L’alcool est, après le tabac, le produit le plus utilisé par les schizophrènes, qui ont un risque relatif particulièrement élevé d’en développer un abus ou d’en devenir dépendants.

L’alcool est éventuellement associé à la consommation de substances illicites, notamment le cannabis.

La prévalence des conduites alcooliques chez les schizophrènes est de l’ordre de 30 %, la consommation nocive (ou abus) étant plus fréquente que la dépendance.

La consommation d’alcool exerce chez eux une anxiolyse et une euphorisation dans un premier temps, une augmentation de l’anxiété ensuite.

Les schizophrènes présentant une dépendance alcoolique sont plus souvent hospitalisés et restent plus longtemps à l’hôpital.

L’alcoolisme est donc un facteur de péjoration pronostique de la schizophrénie.

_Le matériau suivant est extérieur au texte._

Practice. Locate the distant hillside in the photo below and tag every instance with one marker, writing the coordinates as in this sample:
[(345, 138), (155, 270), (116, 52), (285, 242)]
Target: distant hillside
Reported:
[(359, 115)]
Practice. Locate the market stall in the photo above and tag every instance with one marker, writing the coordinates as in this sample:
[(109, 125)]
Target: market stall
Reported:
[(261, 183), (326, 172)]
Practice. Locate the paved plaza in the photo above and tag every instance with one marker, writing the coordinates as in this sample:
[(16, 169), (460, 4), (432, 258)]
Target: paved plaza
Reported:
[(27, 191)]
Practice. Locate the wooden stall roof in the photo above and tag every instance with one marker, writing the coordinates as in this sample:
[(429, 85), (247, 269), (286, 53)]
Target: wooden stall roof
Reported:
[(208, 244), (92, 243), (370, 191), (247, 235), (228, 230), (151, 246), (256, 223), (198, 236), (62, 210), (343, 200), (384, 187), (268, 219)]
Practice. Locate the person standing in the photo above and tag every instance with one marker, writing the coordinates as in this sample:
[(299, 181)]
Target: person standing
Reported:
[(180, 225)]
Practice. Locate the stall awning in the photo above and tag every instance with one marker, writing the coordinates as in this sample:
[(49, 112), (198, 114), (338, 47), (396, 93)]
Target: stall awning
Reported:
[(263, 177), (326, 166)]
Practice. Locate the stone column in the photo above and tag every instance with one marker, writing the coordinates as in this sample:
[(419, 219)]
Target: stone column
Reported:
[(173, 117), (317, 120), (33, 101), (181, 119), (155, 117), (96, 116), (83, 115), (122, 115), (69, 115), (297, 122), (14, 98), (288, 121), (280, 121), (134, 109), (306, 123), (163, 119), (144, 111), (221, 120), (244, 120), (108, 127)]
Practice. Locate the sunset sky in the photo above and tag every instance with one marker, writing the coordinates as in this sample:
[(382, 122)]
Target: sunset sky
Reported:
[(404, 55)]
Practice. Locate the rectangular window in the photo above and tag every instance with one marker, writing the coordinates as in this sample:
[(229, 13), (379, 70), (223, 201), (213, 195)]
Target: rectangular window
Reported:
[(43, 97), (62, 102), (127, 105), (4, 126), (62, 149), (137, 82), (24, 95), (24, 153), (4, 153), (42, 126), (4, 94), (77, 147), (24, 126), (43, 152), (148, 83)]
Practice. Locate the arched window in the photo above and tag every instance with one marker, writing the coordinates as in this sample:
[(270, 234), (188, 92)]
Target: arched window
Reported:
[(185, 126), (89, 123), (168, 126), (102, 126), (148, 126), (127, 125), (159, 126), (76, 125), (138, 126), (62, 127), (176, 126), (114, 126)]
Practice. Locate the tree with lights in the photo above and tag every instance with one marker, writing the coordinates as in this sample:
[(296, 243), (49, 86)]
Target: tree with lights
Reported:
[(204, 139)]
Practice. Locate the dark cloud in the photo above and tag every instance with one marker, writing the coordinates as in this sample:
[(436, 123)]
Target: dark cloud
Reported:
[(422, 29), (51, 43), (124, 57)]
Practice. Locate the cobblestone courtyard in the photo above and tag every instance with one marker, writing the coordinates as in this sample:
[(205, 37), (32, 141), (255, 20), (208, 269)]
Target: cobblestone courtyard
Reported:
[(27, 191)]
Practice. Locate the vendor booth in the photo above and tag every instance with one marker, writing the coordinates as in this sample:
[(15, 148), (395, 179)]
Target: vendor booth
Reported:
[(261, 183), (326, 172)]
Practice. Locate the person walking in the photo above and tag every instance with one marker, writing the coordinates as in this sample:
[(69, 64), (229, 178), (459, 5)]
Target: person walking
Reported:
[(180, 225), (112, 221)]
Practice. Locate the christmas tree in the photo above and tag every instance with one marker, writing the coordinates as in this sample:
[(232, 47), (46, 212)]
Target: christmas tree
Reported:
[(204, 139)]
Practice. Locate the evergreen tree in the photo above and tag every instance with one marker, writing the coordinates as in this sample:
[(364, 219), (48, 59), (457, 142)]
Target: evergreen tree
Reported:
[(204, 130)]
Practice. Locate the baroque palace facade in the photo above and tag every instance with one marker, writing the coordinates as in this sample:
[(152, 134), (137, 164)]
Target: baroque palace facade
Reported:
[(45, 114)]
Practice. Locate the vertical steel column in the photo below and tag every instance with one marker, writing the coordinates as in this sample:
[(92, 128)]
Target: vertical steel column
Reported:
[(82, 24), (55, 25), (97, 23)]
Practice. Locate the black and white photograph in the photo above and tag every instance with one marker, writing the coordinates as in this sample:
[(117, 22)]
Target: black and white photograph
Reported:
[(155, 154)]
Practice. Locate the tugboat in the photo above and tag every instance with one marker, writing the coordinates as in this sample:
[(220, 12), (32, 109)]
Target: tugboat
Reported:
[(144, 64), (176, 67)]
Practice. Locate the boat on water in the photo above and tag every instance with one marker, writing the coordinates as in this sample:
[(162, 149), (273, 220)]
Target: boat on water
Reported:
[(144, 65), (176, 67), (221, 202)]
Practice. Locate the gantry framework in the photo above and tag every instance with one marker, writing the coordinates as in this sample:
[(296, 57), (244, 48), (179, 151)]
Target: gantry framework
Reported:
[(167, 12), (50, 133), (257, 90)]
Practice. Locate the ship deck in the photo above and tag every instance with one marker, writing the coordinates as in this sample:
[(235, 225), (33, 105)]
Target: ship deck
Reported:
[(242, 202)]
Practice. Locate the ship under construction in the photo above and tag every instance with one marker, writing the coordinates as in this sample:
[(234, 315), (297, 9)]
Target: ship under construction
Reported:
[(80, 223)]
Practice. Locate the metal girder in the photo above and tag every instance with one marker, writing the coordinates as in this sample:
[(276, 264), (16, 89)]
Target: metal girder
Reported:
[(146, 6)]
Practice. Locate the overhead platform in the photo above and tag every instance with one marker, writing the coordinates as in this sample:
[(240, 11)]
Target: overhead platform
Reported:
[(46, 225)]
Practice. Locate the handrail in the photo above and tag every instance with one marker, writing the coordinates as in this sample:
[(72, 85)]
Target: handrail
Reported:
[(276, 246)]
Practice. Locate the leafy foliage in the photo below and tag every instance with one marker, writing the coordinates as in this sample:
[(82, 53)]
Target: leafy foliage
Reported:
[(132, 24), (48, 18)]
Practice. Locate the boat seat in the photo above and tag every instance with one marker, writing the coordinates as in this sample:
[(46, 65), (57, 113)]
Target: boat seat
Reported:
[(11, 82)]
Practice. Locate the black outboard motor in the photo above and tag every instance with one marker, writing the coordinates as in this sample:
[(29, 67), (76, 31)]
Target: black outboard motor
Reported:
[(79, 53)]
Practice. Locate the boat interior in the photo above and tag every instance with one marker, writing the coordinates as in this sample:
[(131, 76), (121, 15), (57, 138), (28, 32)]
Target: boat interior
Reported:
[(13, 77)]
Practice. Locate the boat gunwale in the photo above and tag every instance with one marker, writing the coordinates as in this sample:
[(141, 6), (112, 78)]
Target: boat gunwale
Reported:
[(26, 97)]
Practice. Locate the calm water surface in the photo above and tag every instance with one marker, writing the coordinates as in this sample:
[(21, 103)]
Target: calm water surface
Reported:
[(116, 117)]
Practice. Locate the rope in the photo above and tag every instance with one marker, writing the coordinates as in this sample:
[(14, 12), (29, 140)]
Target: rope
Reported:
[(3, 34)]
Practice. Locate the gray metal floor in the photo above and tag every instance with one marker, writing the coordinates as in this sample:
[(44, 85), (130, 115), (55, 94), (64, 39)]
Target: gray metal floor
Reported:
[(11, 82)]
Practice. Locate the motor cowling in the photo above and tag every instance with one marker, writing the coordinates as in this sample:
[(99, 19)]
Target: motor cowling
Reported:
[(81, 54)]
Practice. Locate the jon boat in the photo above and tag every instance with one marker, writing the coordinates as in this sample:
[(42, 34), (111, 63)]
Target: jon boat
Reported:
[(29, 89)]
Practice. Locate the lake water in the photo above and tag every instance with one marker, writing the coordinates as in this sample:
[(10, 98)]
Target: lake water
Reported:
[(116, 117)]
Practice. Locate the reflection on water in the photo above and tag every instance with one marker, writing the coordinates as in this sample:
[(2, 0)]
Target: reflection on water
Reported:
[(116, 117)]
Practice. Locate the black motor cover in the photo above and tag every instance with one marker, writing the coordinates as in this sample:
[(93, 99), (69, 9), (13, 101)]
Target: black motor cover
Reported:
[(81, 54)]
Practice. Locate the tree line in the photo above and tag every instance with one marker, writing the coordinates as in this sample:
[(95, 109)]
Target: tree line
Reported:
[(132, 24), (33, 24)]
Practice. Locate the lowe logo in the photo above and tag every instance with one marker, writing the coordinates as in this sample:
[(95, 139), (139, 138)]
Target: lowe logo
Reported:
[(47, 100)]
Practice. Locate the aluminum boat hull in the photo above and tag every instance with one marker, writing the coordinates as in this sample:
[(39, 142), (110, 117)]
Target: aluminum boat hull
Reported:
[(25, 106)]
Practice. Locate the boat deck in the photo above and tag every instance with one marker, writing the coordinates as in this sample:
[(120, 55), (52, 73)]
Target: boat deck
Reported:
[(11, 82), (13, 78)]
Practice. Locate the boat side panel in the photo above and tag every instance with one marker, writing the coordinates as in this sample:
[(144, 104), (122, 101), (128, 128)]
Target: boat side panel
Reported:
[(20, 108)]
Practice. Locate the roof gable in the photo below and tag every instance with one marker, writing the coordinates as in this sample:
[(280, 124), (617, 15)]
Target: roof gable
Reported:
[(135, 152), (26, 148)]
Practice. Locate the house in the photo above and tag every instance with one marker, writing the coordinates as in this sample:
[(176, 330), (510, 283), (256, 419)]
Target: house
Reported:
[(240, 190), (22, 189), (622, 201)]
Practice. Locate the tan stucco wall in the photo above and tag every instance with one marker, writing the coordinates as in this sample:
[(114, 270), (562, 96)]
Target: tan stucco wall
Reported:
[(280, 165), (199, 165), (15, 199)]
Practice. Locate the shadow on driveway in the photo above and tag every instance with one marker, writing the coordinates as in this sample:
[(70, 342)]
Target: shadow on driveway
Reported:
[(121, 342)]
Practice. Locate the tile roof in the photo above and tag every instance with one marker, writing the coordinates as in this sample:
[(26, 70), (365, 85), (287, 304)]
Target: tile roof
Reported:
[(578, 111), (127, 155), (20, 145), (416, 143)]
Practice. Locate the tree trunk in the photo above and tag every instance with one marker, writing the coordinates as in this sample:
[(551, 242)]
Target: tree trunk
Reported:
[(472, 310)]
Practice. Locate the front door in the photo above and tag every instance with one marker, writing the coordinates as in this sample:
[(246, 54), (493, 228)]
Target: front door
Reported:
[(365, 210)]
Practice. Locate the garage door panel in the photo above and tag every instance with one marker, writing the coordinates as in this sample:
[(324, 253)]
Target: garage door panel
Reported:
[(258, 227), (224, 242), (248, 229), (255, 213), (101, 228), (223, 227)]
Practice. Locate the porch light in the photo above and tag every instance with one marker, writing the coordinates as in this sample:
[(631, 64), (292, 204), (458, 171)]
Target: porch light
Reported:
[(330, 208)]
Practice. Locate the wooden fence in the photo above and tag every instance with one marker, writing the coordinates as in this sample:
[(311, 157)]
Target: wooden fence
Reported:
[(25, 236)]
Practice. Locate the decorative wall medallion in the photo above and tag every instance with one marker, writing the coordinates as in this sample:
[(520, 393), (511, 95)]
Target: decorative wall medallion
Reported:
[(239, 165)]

La prise en charge thérapeutique de ces patients est rendue difficile par la nécessité d’un traitement neuro l eptique prolongé, associé à une prise en charge spécifique de leur alcoolodépendance.

 

Les neuroleptiques à action prolongée améliorent la compliance des patients schizophrènes et facilitent la double prise en charge psychiatrique et alcoologique.

Les neuroleptiques prescrits chez l’alcoolique exposent cependant à un risque accru de dyskinésies tardives.

Les alcoolisations sont souvent l’occasion de ruptures de la prise en charge, compromettant les démarches de resocialisation.